To be instrumental in contributing to the Latinx esthetic
Delilah Montoya is a self-identified Chicana photographer, printmaker, and installation artist, working and living in the U.S. Southwest of New Mexico and Texas. As an activist artist, she poses herself questions about identity, power, land, borders, gender, community, family, that she then explores through her art practice; one that is generally based in series that tell specific stories pointing to larger experiences. Even if she produces a one-off singular work of art, it addresses multiple histories and points of view. One can think of Delilah as an artist/scientist/anthropologist/sociologist/humanist. Her works are both highly cerebral and conceptual on the one hand, and aesthetically dense and psychologically complex on the other. She is an investigator of histories and lives; her primary subject is the human condition through time and territory as expressed through the lens of being a mestiza, a Chicana, someone who claims a hybrid identity and place both in terms of lineage and culture.
Born in Texas, raised in the Midwest, she has called New Mexico the ancestral home of her mother’s family home for more than thirty years. Its complex ethno-racial, religious, and socio-economic heritage has proved to be a fertile ground for her artistic explorations and collaborations with members of many disparate communities. – Holly Barnet-Sanchez
Delilah Montoya serves as a professor in the Katherine G. McGovern College of the Arts Houston at the University of Houston. Montoya’s numerous projects investigate cultural phenomena, always addressing and often confronting viewers’ assumptions. Women Boxers: The New Warriors, a book project was published by Arte Publico Press and exhibited at Project Row House.
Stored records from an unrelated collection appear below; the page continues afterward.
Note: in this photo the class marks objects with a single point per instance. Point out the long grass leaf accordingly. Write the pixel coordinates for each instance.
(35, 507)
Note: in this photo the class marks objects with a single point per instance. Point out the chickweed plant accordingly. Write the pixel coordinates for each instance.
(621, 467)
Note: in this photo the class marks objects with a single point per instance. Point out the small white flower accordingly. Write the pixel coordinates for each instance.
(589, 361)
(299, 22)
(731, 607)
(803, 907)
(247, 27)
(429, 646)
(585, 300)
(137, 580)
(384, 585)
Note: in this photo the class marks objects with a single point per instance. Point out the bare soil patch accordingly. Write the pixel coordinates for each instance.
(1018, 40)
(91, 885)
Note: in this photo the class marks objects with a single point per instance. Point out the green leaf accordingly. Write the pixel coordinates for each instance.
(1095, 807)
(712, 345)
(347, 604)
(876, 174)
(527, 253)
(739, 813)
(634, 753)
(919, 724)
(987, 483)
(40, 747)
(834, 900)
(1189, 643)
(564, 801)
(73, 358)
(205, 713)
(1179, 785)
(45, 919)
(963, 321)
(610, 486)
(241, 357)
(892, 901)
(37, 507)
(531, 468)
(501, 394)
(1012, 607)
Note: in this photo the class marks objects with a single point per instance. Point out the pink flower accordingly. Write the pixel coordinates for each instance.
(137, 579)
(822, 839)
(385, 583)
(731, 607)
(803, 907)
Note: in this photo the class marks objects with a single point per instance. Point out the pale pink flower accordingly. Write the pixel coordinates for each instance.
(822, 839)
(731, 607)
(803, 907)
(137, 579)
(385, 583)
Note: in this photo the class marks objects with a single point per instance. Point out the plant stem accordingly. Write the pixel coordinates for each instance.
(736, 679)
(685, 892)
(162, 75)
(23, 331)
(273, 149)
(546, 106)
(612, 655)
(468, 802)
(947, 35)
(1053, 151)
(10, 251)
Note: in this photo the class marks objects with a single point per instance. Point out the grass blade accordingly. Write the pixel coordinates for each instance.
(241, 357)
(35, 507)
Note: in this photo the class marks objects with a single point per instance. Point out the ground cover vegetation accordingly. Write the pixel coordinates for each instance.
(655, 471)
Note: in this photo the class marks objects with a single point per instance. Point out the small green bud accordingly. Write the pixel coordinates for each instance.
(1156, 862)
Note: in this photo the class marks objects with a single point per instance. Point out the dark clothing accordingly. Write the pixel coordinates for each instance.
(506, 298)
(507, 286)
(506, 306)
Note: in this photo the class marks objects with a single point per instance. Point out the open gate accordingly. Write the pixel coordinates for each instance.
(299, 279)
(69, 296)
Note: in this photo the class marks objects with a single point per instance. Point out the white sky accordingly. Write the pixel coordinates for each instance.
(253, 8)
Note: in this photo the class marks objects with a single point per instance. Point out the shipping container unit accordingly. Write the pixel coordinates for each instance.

Later it traveled to Los Angeles, Santa Fe, New York City and Dallas and was reviewed in Art in America. Montoya’s work has traveled with the International Center for Photography exhibition “Only Skin Deep: Changing Visions of the American Self” and “Arte Latino: Treasures from the Smithsonian American Art Museum.” She received Artadia Award and was honor with Richard T. Castro Distinguished Visiting Professorship. Her current work, Contemporary Casta Portraiture, Nuestra Calidad, featuring sixteen present-day photographic family portraits, along with a DNA study for each clan Montoya mimics and revitalizes the Spanish colonial depiction of the complex racial mixing of the people of New Spain in the eighteenth and early nineteenth centuries. This work was generously supported by the University of Houston CMAS SEED grant and UH Small Grant Program.